You can also often buy bulk grains, seeds, legumes, etc. from natural food stores, co-ops, some Whole Foods, etc. But “bulk” in this case can just mean “a dollar or two worth of some exotic ingredient you want to try without committing to”. You just dispense however much you want into a baggie.
Good Mexican places are usually hard to find in Canada outside cities. But any grocer has most of the ingredients, every pub mediocre nachoes (add $4 for meat and expect the whole bag of chips), and every gas station craptacular burritos and staples.
I feel like that’s only like 10% of whatever actually makes Mexican food Mexican… every time I try to make even a basic taco with those supposed same ingredients, it turns out into some nasty, bland “rice and bean rollup with semi-cooked veggie sprinkles”. It tastes like someone spilled insufficiently-microwaved Campbell’s soup onto a thin piece of bread.
I can spend $30 on the highest quality ingredients and still come nowhere close to that amazing $3 roach-coach taco so common all over LA. Between cooking skill, spices, various oils, the cooking grill/apparatus, animal stocks untold, family recipes, etc., I have never been successful at replicating anything remotely Mexican…
I mean, I’m not a great cook in general, but most things turn out at least edible when I follow a recipe.

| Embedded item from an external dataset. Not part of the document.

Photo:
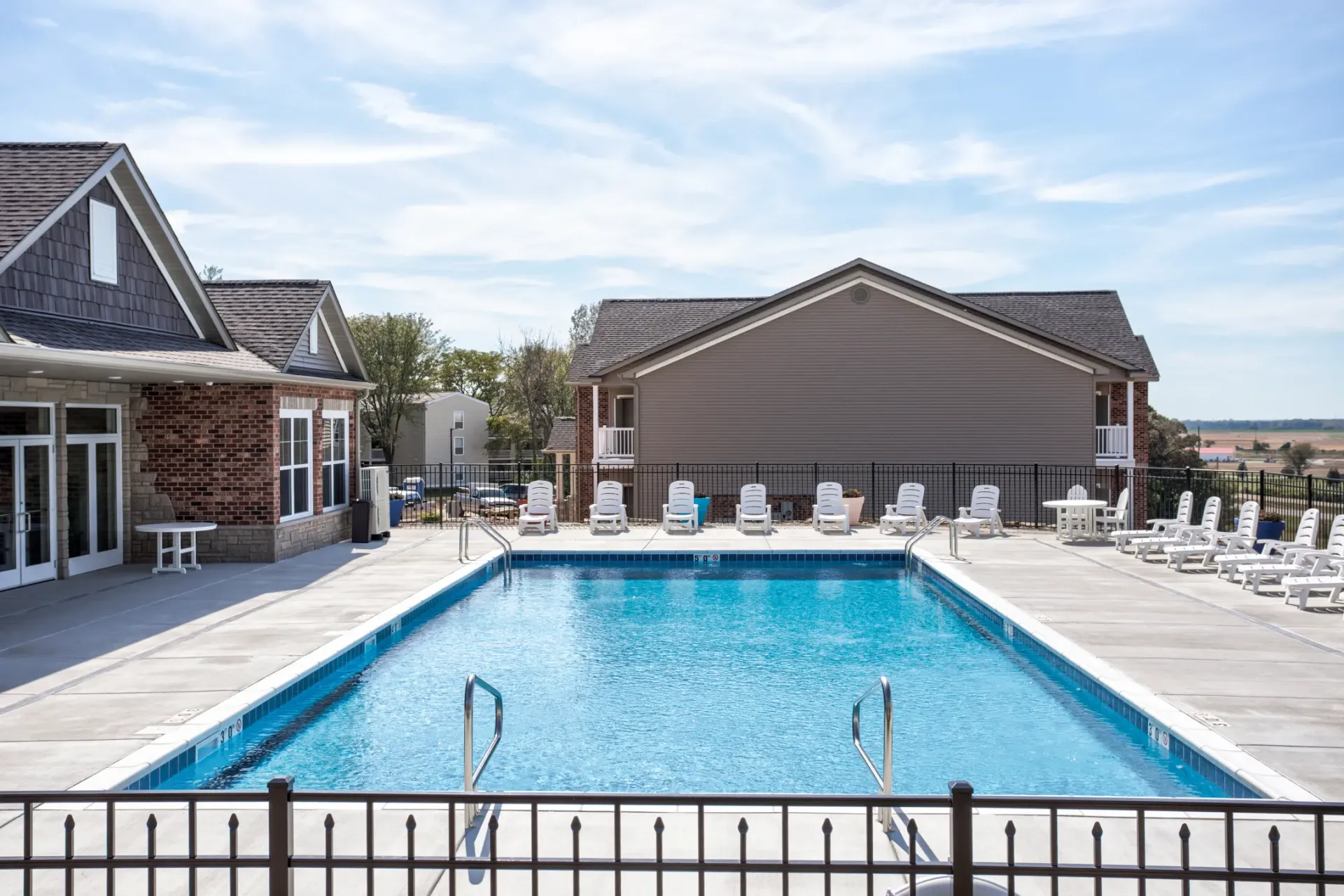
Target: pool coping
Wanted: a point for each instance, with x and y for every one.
(1168, 726)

Not so with Mexican. That and good fried rice are the two things I have never been able to make well at home…
My Mexican friends and exes and their families, though, god, they can take like 4 ingredients and turn into the best meal I’ll have had in years.
I grew up in Connecticut and I also remember those tacos made with hard corn taco shells, jarred taco sauce and a packet of taco seasoning. The brands I remember were Old El Paso or Ortega and I think even then, these were basically “white people” tacos, meaning inauthentic. (They were good tasting, though.)
I agree. You can’t get the right ingredients at most grocery stores even in Southern California. Luckily, we have Mexican supermarkets like El Super and Vallarta where you will find ingredients that have never been seen on the shelves of a Vons or Ralphs.
These things get better with practice. Authentic things like queso fresco or cotija only go so far. I can make delicious Mexican food, but certainly not better than a good taco stand or truck. Things like cutting your own jalapeños are often not a substitute for the pickled ones. Roasting and grinding your own dry chiles is essential to many dishes. Things like huevos Mexicanos or rancheros are easier.
There is a place right nearby that does those street tacos. I can do a good quesodillo and a good bean burrito, but not tacos- well they are good, but not great.. But then again- I was born in SoCal and lived here most of my life (except for a couple decades in San Jose, which also has great Mexican food).